Oreo fights bigotry and intolerance with bright light of love

—With this new ad, the brand extends its longstanding commitment to LGBTQ+ equality into traditional and more conservative cultures, says Craig Redmond—

Midway through my high school years, our family moved from the city to a place called Oakville. And I went from being the token gentile kid in a predominantly Jewish neighbourhood, lovingly known by my best friend’s Bubbe as her “Goy Boy,” to being just one of the teeming W.A.S.P. masses in Toronto’s executive bedroom community.

Oakville was the “Womb with a View’,” as I liked to call it. I felt lost.

But after a few months at my new, dumb-white-jock-ruled school, a group of misfits adopted and welcomed me into their outsider pack. They became my “Breakfast Club,” bound by a shared love for music, film, art, and the fact that none of us felt like we belonged.

The de facto leader of our clan was a guy we’ll call J. I was in awe of J. He was exceedingly handsome, wore cool vintage clothes, and had a cracking sense of humour.

And everything J. did, he did exceptionally well.
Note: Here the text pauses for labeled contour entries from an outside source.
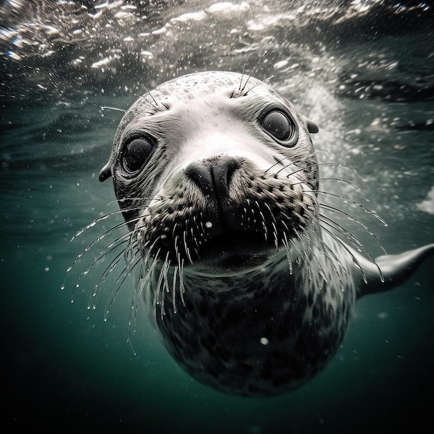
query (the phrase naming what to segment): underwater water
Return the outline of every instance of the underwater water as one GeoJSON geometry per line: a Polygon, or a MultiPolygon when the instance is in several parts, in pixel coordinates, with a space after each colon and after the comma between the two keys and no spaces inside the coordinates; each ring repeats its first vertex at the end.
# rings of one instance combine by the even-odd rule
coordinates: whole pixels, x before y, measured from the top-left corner
{"type": "MultiPolygon", "coordinates": [[[[324,371],[268,399],[225,394],[191,379],[143,306],[129,326],[132,277],[111,304],[117,275],[109,273],[88,309],[110,259],[80,276],[104,239],[67,272],[122,221],[114,214],[70,241],[116,209],[110,182],[98,175],[122,113],[101,107],[126,110],[145,87],[182,73],[241,72],[244,64],[248,72],[264,51],[255,76],[273,76],[269,83],[319,125],[320,159],[342,165],[323,173],[360,191],[342,182],[324,188],[365,198],[387,226],[349,211],[361,213],[388,252],[434,242],[434,6],[307,3],[1,2],[5,425],[150,434],[433,426],[433,260],[398,288],[360,300],[324,371]]],[[[361,225],[345,224],[381,254],[361,225]]]]}

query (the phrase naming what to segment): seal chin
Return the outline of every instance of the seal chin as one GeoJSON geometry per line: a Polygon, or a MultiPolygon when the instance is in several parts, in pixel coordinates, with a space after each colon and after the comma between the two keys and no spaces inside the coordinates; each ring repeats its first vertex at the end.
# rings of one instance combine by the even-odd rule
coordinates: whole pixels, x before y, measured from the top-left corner
{"type": "Polygon", "coordinates": [[[257,234],[242,231],[213,237],[204,244],[190,268],[195,274],[231,276],[261,268],[275,249],[259,238],[257,234]]]}

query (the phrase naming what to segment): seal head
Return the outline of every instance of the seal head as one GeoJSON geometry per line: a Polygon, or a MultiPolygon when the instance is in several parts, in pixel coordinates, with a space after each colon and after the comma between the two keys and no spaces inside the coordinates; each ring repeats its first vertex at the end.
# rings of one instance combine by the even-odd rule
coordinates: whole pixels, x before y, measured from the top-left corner
{"type": "Polygon", "coordinates": [[[163,342],[220,390],[268,396],[304,383],[337,351],[368,275],[381,280],[321,227],[318,131],[264,83],[191,74],[130,107],[101,171],[163,342]]]}

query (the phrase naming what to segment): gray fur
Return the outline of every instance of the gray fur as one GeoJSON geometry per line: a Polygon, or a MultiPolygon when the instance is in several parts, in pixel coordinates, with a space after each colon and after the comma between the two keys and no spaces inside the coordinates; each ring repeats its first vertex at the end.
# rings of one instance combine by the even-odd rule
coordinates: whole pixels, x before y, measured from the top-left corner
{"type": "Polygon", "coordinates": [[[301,385],[336,352],[357,297],[401,283],[434,250],[376,264],[321,227],[317,131],[256,79],[192,74],[132,106],[101,171],[139,258],[137,296],[173,357],[218,390],[270,396],[301,385]],[[261,123],[273,110],[295,125],[289,145],[261,123]],[[141,137],[154,148],[128,175],[123,153],[141,137]]]}

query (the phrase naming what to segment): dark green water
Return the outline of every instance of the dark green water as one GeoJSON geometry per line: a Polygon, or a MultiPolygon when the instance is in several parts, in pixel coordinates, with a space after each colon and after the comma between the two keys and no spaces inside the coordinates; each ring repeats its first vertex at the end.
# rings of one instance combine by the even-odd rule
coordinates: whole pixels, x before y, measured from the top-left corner
{"type": "MultiPolygon", "coordinates": [[[[159,10],[151,16],[153,25],[144,26],[157,28],[172,22],[171,17],[201,10],[201,2],[186,3],[159,10]]],[[[405,31],[370,35],[361,24],[354,33],[337,28],[336,37],[329,34],[322,43],[318,37],[306,42],[318,23],[291,33],[290,21],[276,17],[281,4],[250,4],[248,13],[216,18],[209,12],[196,24],[190,21],[188,29],[172,22],[172,35],[156,36],[150,45],[155,50],[149,60],[153,76],[126,69],[106,72],[114,83],[149,85],[180,71],[239,71],[243,62],[253,64],[268,49],[259,76],[274,74],[271,83],[319,123],[314,143],[327,151],[323,160],[357,169],[356,176],[343,175],[360,186],[369,207],[388,222],[384,227],[368,219],[388,252],[432,243],[433,30],[412,21],[403,26],[405,31]],[[263,28],[252,30],[252,20],[263,28]],[[232,28],[242,35],[236,42],[225,39],[234,34],[232,28]],[[204,44],[214,41],[211,52],[195,51],[198,34],[204,44]],[[182,47],[182,55],[169,42],[182,47]],[[288,64],[277,64],[281,60],[288,64]],[[174,67],[162,67],[169,64],[174,67]]],[[[385,22],[385,17],[370,19],[385,22]]],[[[271,399],[232,397],[191,379],[158,340],[144,306],[133,333],[128,327],[132,278],[122,286],[107,321],[105,304],[116,276],[107,278],[96,308],[88,309],[108,259],[91,268],[71,303],[76,279],[98,250],[84,265],[77,264],[62,290],[68,267],[92,240],[121,221],[115,214],[69,242],[80,228],[116,209],[110,182],[98,182],[98,174],[121,113],[100,107],[126,109],[134,94],[143,91],[134,85],[107,87],[101,77],[80,90],[76,85],[83,82],[83,71],[76,72],[80,79],[67,80],[69,87],[61,74],[53,79],[57,82],[46,80],[50,71],[71,69],[71,59],[60,57],[49,67],[40,62],[39,69],[34,58],[26,62],[30,76],[19,75],[19,69],[8,78],[2,74],[2,89],[8,89],[3,95],[0,143],[3,424],[45,432],[150,434],[392,432],[403,424],[415,432],[422,426],[431,431],[433,261],[399,288],[361,300],[342,348],[327,367],[300,390],[271,399]],[[21,81],[12,83],[17,77],[21,81]],[[51,83],[51,90],[57,86],[57,97],[54,92],[44,98],[35,89],[38,77],[44,85],[51,83]],[[62,86],[64,92],[59,90],[62,86]]],[[[361,200],[346,186],[327,187],[361,200]]],[[[374,254],[381,254],[360,226],[351,227],[374,254]]]]}

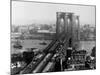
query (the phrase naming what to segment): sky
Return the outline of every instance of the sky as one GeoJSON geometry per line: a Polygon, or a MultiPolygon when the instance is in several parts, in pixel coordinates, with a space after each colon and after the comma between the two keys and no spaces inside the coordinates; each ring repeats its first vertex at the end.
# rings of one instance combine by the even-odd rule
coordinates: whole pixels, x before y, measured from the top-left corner
{"type": "Polygon", "coordinates": [[[12,1],[12,25],[56,24],[56,12],[79,15],[80,24],[95,25],[95,7],[12,1]]]}

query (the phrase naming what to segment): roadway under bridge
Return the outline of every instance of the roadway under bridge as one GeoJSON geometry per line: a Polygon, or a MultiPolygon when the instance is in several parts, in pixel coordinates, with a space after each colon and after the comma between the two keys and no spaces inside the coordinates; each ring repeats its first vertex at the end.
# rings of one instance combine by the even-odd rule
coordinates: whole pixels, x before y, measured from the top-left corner
{"type": "Polygon", "coordinates": [[[63,71],[63,61],[68,56],[67,49],[78,49],[79,16],[69,12],[57,12],[56,38],[44,50],[42,56],[34,62],[34,59],[19,74],[44,73],[63,71]],[[59,69],[54,68],[56,62],[60,61],[59,69]]]}

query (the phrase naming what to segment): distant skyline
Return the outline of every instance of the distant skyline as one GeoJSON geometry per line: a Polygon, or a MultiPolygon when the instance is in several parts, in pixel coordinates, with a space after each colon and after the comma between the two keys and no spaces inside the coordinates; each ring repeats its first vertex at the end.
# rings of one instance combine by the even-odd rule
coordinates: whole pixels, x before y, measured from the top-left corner
{"type": "Polygon", "coordinates": [[[12,24],[56,24],[56,12],[73,12],[80,24],[95,25],[95,7],[12,1],[12,24]]]}

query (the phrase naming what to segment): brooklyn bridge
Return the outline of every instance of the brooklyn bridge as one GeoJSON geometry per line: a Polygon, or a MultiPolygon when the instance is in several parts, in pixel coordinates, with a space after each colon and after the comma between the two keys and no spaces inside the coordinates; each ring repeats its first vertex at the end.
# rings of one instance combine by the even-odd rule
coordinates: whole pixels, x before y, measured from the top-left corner
{"type": "Polygon", "coordinates": [[[86,50],[79,49],[79,16],[70,12],[57,12],[56,18],[56,36],[53,41],[38,59],[32,52],[26,55],[27,61],[31,59],[28,65],[16,73],[12,71],[12,75],[95,69],[95,61],[91,61],[91,66],[86,62],[86,50]]]}

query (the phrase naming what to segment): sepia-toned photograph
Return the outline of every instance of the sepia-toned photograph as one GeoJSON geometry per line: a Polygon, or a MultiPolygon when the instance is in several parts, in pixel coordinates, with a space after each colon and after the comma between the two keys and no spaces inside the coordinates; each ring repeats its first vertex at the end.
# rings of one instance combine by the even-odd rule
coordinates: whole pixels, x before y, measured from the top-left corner
{"type": "Polygon", "coordinates": [[[96,69],[96,6],[11,1],[11,75],[96,69]]]}

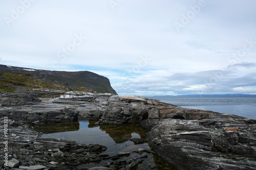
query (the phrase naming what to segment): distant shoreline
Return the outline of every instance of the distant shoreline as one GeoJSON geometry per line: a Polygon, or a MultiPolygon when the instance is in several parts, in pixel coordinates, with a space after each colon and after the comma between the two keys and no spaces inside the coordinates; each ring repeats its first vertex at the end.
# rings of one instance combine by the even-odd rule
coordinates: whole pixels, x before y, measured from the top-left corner
{"type": "Polygon", "coordinates": [[[256,97],[256,94],[184,94],[177,95],[147,95],[142,97],[256,97]]]}

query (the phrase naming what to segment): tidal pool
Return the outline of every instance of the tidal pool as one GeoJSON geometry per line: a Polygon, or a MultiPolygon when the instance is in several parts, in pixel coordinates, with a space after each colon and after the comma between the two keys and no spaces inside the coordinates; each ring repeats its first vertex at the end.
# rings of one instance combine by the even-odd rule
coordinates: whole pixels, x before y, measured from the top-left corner
{"type": "MultiPolygon", "coordinates": [[[[34,129],[44,133],[41,138],[72,140],[87,145],[97,143],[104,145],[108,149],[102,154],[110,156],[121,152],[131,153],[129,156],[122,157],[118,161],[139,157],[139,154],[133,152],[137,149],[150,149],[147,143],[143,141],[143,139],[146,138],[146,133],[148,132],[135,124],[99,125],[95,123],[89,122],[79,117],[78,122],[37,125],[34,129]],[[137,140],[135,141],[136,139],[137,140]]],[[[139,164],[137,169],[177,169],[156,155],[145,152],[143,154],[145,156],[142,158],[143,161],[139,164]]],[[[88,167],[104,166],[111,161],[102,160],[100,162],[90,163],[84,165],[88,167]]]]}

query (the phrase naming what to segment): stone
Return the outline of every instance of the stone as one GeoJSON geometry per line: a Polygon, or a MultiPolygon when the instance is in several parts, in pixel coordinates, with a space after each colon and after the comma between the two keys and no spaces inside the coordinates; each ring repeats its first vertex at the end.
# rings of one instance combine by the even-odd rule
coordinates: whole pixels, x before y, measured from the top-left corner
{"type": "Polygon", "coordinates": [[[11,160],[8,161],[7,166],[10,167],[15,167],[18,166],[19,161],[15,158],[12,158],[11,160]]]}
{"type": "Polygon", "coordinates": [[[42,169],[44,168],[47,168],[46,166],[44,166],[44,165],[33,165],[30,166],[27,169],[28,170],[37,170],[37,169],[42,169]]]}
{"type": "Polygon", "coordinates": [[[255,162],[244,160],[256,160],[255,130],[248,119],[167,118],[153,128],[148,144],[178,168],[253,169],[255,162]]]}

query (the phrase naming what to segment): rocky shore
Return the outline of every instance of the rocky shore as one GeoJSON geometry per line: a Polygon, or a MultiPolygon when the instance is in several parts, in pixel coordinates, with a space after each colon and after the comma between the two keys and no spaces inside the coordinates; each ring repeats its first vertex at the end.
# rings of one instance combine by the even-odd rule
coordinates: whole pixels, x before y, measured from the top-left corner
{"type": "MultiPolygon", "coordinates": [[[[41,168],[46,169],[62,169],[63,167],[87,169],[88,167],[81,165],[111,160],[106,155],[94,153],[90,145],[39,139],[40,134],[29,129],[28,125],[18,125],[18,120],[29,125],[73,122],[78,115],[97,120],[99,125],[134,123],[150,131],[147,136],[152,150],[150,152],[178,169],[256,169],[255,120],[183,108],[138,96],[111,93],[69,91],[57,98],[41,101],[28,95],[2,95],[1,102],[1,124],[4,117],[8,117],[8,121],[15,121],[8,129],[8,146],[20,147],[11,151],[9,160],[15,159],[18,166],[27,166],[28,169],[36,164],[46,166],[41,168]],[[32,158],[27,161],[26,157],[32,158]]],[[[97,146],[101,148],[100,152],[104,151],[104,147],[97,146]]],[[[4,153],[3,142],[0,147],[4,153]]],[[[117,156],[125,154],[118,154],[117,156]]],[[[130,162],[110,162],[104,167],[93,169],[132,169],[141,158],[138,157],[130,162]]]]}

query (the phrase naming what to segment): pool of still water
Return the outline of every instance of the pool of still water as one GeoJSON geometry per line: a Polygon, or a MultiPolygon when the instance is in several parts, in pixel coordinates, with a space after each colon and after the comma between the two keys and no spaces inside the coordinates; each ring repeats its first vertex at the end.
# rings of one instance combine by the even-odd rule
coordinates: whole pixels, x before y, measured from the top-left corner
{"type": "MultiPolygon", "coordinates": [[[[104,145],[108,149],[103,153],[110,156],[120,152],[130,152],[131,155],[118,159],[130,160],[140,155],[132,151],[142,148],[150,149],[147,143],[136,143],[130,140],[132,138],[145,139],[147,131],[135,124],[98,125],[95,122],[89,122],[79,117],[79,122],[69,123],[48,124],[35,126],[35,129],[44,133],[41,138],[53,138],[75,141],[80,144],[88,145],[97,143],[104,145]]],[[[146,153],[143,161],[137,169],[177,169],[172,165],[153,154],[146,153]]],[[[111,160],[102,160],[98,164],[92,166],[104,166],[111,160]]]]}

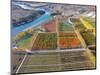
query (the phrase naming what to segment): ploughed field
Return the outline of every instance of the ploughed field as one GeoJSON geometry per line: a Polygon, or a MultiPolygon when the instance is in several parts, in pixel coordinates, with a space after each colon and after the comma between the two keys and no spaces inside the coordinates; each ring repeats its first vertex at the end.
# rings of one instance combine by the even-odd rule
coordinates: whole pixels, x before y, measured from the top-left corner
{"type": "Polygon", "coordinates": [[[75,33],[61,32],[59,34],[59,46],[61,49],[80,48],[81,42],[75,33]]]}
{"type": "Polygon", "coordinates": [[[32,50],[51,50],[57,48],[56,33],[39,33],[32,50]]]}

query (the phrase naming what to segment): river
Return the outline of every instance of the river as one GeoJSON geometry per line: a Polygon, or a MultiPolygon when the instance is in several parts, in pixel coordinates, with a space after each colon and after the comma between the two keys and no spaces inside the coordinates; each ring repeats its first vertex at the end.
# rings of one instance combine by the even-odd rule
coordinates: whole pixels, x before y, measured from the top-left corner
{"type": "Polygon", "coordinates": [[[40,9],[40,8],[32,8],[32,7],[29,7],[27,5],[22,5],[22,4],[16,4],[16,5],[20,6],[23,9],[42,10],[42,11],[45,12],[45,14],[41,15],[36,20],[33,20],[30,23],[27,23],[27,24],[24,24],[24,25],[21,25],[21,26],[18,26],[18,27],[12,27],[12,36],[13,37],[15,37],[18,33],[22,32],[22,31],[25,31],[25,30],[27,30],[29,28],[32,28],[32,27],[36,27],[36,26],[42,25],[43,23],[45,23],[45,22],[47,22],[47,21],[52,19],[52,16],[51,16],[50,12],[47,11],[47,10],[40,9]]]}

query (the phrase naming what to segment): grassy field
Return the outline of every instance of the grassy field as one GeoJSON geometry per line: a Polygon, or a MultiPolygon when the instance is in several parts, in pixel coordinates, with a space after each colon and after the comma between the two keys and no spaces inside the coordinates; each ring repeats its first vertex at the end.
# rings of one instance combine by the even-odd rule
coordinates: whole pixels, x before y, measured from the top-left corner
{"type": "Polygon", "coordinates": [[[93,19],[93,18],[91,18],[91,17],[85,17],[84,19],[85,19],[86,21],[90,22],[91,25],[92,25],[93,27],[96,26],[96,25],[95,25],[95,19],[93,19]]]}
{"type": "Polygon", "coordinates": [[[71,26],[71,24],[60,22],[59,23],[59,31],[74,31],[74,29],[71,26]]]}
{"type": "Polygon", "coordinates": [[[27,73],[61,70],[60,66],[53,66],[52,64],[60,64],[59,53],[28,55],[19,72],[27,73]]]}
{"type": "Polygon", "coordinates": [[[30,48],[30,42],[32,41],[32,39],[33,39],[33,36],[23,39],[18,43],[18,46],[22,48],[30,48]]]}
{"type": "Polygon", "coordinates": [[[57,48],[56,33],[39,33],[32,50],[52,50],[57,48]]]}
{"type": "Polygon", "coordinates": [[[85,31],[82,32],[81,34],[87,45],[95,45],[96,38],[91,32],[85,31]]]}

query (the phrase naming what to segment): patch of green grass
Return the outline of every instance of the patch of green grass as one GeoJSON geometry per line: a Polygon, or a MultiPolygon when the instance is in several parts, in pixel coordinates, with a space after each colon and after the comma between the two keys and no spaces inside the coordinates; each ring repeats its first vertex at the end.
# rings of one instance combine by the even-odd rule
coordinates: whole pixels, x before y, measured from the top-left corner
{"type": "Polygon", "coordinates": [[[60,22],[59,23],[59,30],[60,31],[73,31],[74,29],[73,29],[71,24],[60,22]]]}
{"type": "Polygon", "coordinates": [[[95,27],[95,19],[91,17],[85,17],[84,19],[90,22],[93,27],[95,27]]]}

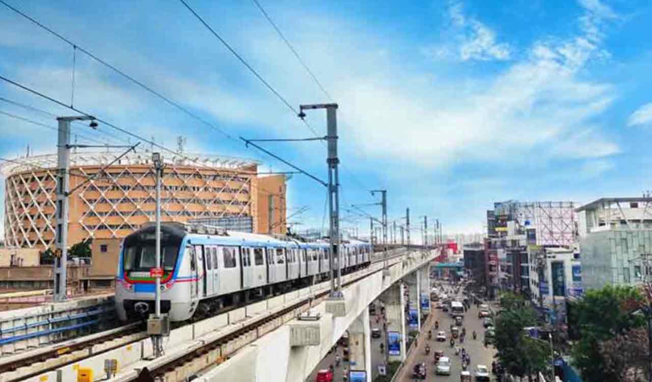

He was a straight A student, a gifted painter, and would write and direct black and white films with his old Super 8 camera, using us as his cast and crew.

It was a foreshadowing of when, in just his first year of studies, J. would win the best film of the year award at NYU’s famous film school, a school that graduated Spike Lee and Martin Scorsese.

The only thing I didn’t know about J. was that he was gay.

As antiquated as that might sound, it’s important to understand that Oakville was a relatively conservative community, and J. was from a very well-established family. He was also—I would later learn—acutely concerned that coming out could hurt his ambitions beyond high school, far away from the suffocating limits of his hometown.

Throughout university, J. and I stayed close through written correspondence. We were “Men of Letters” as he liked to say. It was in one of those letters that J. revealed his secret truth. I’ll never forget becoming suddenly overcome with tears of joy, feeling as though an imaginary wall between us had finally crumbled.

Years later, I would receive another long, beautifully crafted despatch. This time he described how he had visited a growing memorial in Washington D.C., where family and friends placed quilts in honour of loved ones who had died or were suffering from AIDS.

At the very end of the letter, J. explained how he had sewn his own quilt to contribute to the memorial. Because, alas, months earlier he had received his own tragic diagnosis. It was shattering.

I share this tome of a preface because this week’s creative reminds us just how difficult coming out can still be. No doubt we have traveled light years with LGBTQ acceptance since my high school days. But in so many corners of society, and for so many different people of all walks of life, disclosing your real identity to family and loved ones must remain a terrifying and life altering moment.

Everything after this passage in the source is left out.